Greg Reyner has plenty on his plate these days. The chef/owner of successful Royal Oak restaurant Cafe Muse recently entered into a partnership with chef Matt Baldridge and Treat Dreams owner Scott Moloney to open Atomic Chicken. When he's not putting the finishing touches on those restaurants, Reyner is developing plans for Geiger Eat Shop in West Village. The chef and developer Reimer Priester of Resurgent Cineribus recently took Eater on a tour of Geiger's future home on Kercheval Avenue. The building undergoing major renovations with the help of an $85,000 Motor City Match grant.
Described as a new American restaurant with international influences, Geiger Eat Shop will feature a full bar and dining room with seats for approximately 60 diners. The restaurant will also include a 1,000-square-foot patio and private dining space in the basement. While Reyner is still in the early stages of designing the space, he says Geiger will reflect Bauhaus aesthetics with "clean industrial lines," exposed brick, banquette seating, and a "fully exposed kitchen." An L-shaped bar will span the west side of the restaurant.
Geiger is a passion project for Reyner. The restaurant's name is an allusion to his grandmother's restaurant that operated during the 1930s and he hopes to foster a lively community feeling in the space. Reyner says he discovered the Kercheval Avenue building several years during a bike ride through the neighborhood. With the help of The Villages, he was eventually connected with Resurgent.
In terms of choosing a tenant Priester says, "a restaurant is really the best way to animate a space with a lot of people in a brief period of time." He adds, "At some point we also want to bring in other retail-related things along this strip, but those aren't going to drive the kind of day-to-day traffic" that a restaurant will.
For the larger part of the past 30 years the Kercheval building sat vacant and in growing disrepair.
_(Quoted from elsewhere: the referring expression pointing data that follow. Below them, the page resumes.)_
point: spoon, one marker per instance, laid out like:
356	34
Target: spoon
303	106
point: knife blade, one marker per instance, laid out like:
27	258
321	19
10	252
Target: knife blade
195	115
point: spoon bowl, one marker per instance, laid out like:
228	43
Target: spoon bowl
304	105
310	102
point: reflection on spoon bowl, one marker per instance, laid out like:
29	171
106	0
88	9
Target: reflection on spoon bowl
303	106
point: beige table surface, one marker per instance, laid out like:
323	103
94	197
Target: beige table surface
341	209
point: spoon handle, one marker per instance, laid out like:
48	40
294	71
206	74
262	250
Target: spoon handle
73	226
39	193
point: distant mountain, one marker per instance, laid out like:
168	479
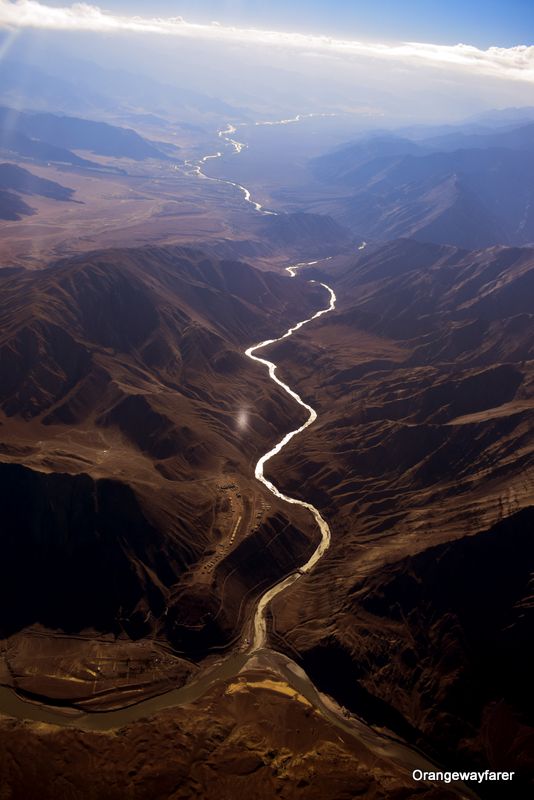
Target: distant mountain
521	138
136	357
470	190
15	181
76	87
53	137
Resurgent is currently addressing issues such as structural reinforcement, roof replacement, floor leveling, and fixes to brickwork. "One of the nice things about knowing what my plans are — [Resurgent] can actually incorporate a lot of the things that I would have to do later down the road into their actual buildout," Reyner notes. Theoretically, that should cut Geiger's buildout time in half.
Reyner estimates that the building will require three to four months of work plus an additional two to three months for the actual restaurant buildout. That puts the anticipated opening date at sometime in late Autumn.